Asci F, Marsili L, Suppa A, Saggio G, Michetti E, Di Leo P, Patera M, Longo L, Ruoppolo G, Del Gado F, Tomaiuoli D, Costantini G. Acoustic analysis in stuttering: a machine-learning study.
Front Neurol 2023;
14:1169707. [PMID:
37456655 PMCID:
PMC10347393 DOI:
10.3389/fneur.2023.1169707]
[Citation(s) in RCA: 0] [Impact Index Per Article: 0] [Reference Citation Analysis] [Abstract] [Key Words] [Track Full Text] [Figures] [Journal Information] [Subscribe] [Scholar Register] [Received: 02/21/2023] [Accepted: 06/16/2023] [Indexed: 07/18/2023] Open
Abstract
Background
Stuttering is a childhood-onset neurodevelopmental disorder affecting speech fluency. The diagnosis and clinical management of stuttering is currently based on perceptual examination and clinical scales. Standardized techniques for acoustic analysis have prompted promising results for the objective assessment of dysfluency in people with stuttering (PWS).
Objective
We assessed objectively and automatically voice in stuttering, through artificial intelligence (i.e., the support vector machine - SVM classifier).
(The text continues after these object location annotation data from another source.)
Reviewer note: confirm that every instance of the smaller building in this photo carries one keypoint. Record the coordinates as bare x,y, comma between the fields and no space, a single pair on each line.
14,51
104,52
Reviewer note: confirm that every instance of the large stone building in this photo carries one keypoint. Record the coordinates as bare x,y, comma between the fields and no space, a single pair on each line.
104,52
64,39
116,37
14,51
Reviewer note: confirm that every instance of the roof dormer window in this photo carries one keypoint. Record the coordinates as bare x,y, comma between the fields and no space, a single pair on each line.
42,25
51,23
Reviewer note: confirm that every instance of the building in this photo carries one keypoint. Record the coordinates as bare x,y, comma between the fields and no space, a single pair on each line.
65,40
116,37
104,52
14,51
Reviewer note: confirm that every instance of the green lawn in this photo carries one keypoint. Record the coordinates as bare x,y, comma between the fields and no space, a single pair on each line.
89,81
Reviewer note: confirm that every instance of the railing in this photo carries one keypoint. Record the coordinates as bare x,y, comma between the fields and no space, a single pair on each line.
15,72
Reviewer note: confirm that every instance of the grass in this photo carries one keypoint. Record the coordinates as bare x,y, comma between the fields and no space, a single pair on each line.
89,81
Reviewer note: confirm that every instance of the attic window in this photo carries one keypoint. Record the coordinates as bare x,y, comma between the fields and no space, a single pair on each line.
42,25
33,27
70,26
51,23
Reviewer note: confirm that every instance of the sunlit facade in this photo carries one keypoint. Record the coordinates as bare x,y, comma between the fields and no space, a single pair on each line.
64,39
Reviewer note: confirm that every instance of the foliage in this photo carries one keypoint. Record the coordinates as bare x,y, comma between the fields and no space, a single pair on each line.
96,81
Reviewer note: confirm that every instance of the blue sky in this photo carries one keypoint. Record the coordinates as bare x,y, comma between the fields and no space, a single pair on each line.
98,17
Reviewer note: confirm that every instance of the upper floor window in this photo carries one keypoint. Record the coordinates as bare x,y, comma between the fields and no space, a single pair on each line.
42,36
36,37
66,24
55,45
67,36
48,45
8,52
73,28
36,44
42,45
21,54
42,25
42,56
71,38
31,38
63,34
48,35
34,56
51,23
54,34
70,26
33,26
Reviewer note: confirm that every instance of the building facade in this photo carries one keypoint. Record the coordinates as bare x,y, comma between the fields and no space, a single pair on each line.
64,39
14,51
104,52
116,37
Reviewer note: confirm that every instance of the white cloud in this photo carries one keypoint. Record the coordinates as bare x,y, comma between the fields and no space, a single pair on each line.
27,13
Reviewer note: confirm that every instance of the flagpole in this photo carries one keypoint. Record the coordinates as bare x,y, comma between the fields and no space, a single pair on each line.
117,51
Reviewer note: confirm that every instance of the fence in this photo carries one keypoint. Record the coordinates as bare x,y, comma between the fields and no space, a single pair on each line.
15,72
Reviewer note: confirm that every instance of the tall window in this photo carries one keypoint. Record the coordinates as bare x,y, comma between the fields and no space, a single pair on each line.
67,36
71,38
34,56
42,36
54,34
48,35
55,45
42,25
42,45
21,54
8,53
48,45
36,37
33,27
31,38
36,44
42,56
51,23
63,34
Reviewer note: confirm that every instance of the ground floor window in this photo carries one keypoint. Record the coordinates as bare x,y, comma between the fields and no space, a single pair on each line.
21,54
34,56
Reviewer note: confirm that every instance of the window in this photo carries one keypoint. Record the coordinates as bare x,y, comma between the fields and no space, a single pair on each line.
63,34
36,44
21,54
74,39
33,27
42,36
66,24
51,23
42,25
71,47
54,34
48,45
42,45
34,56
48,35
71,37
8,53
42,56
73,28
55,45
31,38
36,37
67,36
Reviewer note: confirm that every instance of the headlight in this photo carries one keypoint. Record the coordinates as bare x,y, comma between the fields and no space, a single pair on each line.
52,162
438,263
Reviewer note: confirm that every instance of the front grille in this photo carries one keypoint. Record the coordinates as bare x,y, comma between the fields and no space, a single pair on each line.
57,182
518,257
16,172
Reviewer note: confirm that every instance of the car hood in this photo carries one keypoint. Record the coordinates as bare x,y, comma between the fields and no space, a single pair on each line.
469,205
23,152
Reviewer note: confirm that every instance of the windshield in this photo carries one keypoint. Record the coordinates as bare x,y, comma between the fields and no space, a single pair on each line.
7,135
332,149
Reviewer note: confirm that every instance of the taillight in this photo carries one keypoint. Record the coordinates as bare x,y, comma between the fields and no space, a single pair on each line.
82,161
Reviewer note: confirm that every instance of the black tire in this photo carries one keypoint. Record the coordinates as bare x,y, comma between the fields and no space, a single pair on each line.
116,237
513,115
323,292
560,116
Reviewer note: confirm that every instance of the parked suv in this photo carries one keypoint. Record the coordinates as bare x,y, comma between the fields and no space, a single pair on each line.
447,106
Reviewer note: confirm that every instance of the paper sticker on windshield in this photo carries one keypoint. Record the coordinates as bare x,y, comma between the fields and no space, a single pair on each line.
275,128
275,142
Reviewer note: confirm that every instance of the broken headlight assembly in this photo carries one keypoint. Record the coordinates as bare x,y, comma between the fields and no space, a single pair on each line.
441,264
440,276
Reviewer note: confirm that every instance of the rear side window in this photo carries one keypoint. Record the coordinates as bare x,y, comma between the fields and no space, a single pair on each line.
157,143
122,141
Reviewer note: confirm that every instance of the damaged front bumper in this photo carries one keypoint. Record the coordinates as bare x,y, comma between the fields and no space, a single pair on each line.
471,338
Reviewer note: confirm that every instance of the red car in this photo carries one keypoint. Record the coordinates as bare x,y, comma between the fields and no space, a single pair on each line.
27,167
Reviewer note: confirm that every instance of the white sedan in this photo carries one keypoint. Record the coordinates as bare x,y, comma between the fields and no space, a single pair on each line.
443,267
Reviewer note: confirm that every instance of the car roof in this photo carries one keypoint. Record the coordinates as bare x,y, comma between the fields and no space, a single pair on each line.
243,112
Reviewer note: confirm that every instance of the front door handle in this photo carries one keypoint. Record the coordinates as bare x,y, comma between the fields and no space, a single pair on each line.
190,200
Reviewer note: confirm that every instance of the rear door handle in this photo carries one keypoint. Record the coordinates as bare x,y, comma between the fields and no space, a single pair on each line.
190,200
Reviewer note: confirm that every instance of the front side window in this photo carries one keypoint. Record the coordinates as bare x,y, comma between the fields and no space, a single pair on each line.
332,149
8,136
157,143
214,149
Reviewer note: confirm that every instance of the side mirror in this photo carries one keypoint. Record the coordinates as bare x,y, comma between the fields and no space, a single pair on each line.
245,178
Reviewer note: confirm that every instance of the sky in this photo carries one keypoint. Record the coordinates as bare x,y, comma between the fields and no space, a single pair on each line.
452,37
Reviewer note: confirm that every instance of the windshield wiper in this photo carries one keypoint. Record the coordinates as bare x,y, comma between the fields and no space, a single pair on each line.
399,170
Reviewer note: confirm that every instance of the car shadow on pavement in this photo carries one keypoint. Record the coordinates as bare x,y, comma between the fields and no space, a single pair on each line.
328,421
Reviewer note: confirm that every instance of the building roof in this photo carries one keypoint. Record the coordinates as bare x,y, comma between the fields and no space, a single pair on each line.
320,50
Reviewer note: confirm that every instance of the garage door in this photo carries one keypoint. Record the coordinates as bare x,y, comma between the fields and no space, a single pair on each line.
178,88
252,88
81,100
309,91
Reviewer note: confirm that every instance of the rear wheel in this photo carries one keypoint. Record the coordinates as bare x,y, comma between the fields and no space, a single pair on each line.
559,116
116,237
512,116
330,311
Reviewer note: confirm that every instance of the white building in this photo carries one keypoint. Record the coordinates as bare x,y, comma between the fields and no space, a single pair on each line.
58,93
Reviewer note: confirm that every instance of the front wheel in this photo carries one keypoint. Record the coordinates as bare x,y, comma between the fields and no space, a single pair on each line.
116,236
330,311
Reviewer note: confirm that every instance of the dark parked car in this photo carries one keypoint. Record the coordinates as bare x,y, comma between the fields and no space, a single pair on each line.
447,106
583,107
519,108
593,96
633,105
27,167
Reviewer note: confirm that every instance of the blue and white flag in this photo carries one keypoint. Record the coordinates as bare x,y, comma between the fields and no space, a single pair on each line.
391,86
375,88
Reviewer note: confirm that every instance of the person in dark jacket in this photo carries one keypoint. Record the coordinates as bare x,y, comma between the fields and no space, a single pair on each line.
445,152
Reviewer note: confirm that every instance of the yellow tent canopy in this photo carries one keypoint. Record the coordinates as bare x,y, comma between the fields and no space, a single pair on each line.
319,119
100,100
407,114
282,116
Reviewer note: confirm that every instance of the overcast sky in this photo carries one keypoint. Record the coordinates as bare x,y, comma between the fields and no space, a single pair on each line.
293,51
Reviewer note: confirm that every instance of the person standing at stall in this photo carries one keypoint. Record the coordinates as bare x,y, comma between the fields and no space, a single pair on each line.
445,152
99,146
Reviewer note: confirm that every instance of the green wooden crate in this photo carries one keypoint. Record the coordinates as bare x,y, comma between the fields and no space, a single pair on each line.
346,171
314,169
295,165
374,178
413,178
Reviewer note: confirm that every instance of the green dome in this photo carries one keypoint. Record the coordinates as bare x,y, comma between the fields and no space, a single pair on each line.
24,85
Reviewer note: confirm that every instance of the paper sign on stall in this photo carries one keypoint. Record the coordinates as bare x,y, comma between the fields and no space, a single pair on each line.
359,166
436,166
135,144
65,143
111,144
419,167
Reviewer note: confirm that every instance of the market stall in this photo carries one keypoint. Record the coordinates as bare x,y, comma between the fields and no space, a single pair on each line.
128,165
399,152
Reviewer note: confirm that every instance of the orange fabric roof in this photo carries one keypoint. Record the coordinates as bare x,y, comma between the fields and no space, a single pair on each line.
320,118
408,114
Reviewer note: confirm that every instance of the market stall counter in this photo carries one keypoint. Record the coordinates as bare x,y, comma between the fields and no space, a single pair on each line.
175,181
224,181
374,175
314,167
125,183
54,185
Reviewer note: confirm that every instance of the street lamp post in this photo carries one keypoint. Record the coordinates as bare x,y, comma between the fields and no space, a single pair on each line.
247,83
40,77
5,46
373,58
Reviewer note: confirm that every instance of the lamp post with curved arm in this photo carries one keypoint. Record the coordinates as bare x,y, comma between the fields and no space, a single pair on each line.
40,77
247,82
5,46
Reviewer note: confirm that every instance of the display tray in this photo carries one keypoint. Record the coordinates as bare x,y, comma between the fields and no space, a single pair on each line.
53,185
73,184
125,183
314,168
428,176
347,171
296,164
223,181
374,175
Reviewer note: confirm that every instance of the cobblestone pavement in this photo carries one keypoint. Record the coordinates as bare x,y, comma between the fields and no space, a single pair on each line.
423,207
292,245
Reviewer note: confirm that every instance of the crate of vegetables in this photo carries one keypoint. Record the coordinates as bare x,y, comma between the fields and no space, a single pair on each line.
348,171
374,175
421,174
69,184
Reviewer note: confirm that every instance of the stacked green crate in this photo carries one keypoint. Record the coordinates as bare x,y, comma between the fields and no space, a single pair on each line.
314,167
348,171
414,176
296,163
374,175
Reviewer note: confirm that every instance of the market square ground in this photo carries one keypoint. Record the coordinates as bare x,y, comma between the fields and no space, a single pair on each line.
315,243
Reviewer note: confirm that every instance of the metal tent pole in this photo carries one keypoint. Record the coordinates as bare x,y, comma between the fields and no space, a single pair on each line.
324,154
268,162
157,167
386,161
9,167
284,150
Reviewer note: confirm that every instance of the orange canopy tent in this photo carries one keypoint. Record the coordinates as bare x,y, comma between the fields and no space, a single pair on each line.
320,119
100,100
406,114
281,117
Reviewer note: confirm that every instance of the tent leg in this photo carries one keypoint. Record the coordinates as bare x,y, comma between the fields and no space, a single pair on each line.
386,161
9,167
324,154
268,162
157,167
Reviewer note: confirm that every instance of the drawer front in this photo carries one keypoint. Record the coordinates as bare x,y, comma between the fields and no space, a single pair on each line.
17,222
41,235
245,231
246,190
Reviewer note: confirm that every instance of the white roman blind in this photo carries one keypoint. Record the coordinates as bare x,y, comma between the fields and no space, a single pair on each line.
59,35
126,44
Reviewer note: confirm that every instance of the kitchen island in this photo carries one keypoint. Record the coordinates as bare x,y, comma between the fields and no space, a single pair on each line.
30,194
We also investigated the age-related changes affecting voice in stutterers, and verified the relevance of specific speech tasks for the objective and automatic assessment of stuttering.
Methods
Fifty-three PWS (20 children, 33 younger adults) and 71 age-/gender-matched controls (31 children, 40 younger adults) were recruited. Clinical data were assessed through clinical scales. The voluntary and sustained emission of a vowel and two sentences were recorded through smartphones. Audio samples were analyzed using a dedicated machine-learning algorithm, the SVM to compare PWS and controls, both children and younger adults. The receiver operating characteristic (ROC) curves were calculated for a description of the accuracy, for all comparisons. The likelihood ratio (LR), was calculated for each PWS during all speech tasks, for clinical-instrumental correlations, by using an artificial neural network (ANN).
Results
Acoustic analysis based on machine-learning algorithm objectively and automatically discriminated between the overall cohort of PWS and controls with high accuracy (88%). Also, physiologic ageing crucially influenced stuttering as demonstrated by the high accuracy (92%) of machine-learning analysis when classifying children and younger adults PWS. The diagnostic accuracies achieved by machine-learning analysis were comparable for each speech task. The significant clinical-instrumental correlations between LRs and clinical scales supported the biological plausibility of our findings.
Conclusion
Acoustic analysis based on artificial intelligence (SVM) represents a reliable tool for the objective and automatic recognition of stuttering and its relationship with physiologic ageing. The accuracy of the automatic classification is high and independent of the speech task. Machine-learning analysis would help clinicians in the objective diagnosis and clinical management of stuttering. The digital collection of audio samples here achieved through smartphones would promote the future application of the technique in a telemedicine context (home environment).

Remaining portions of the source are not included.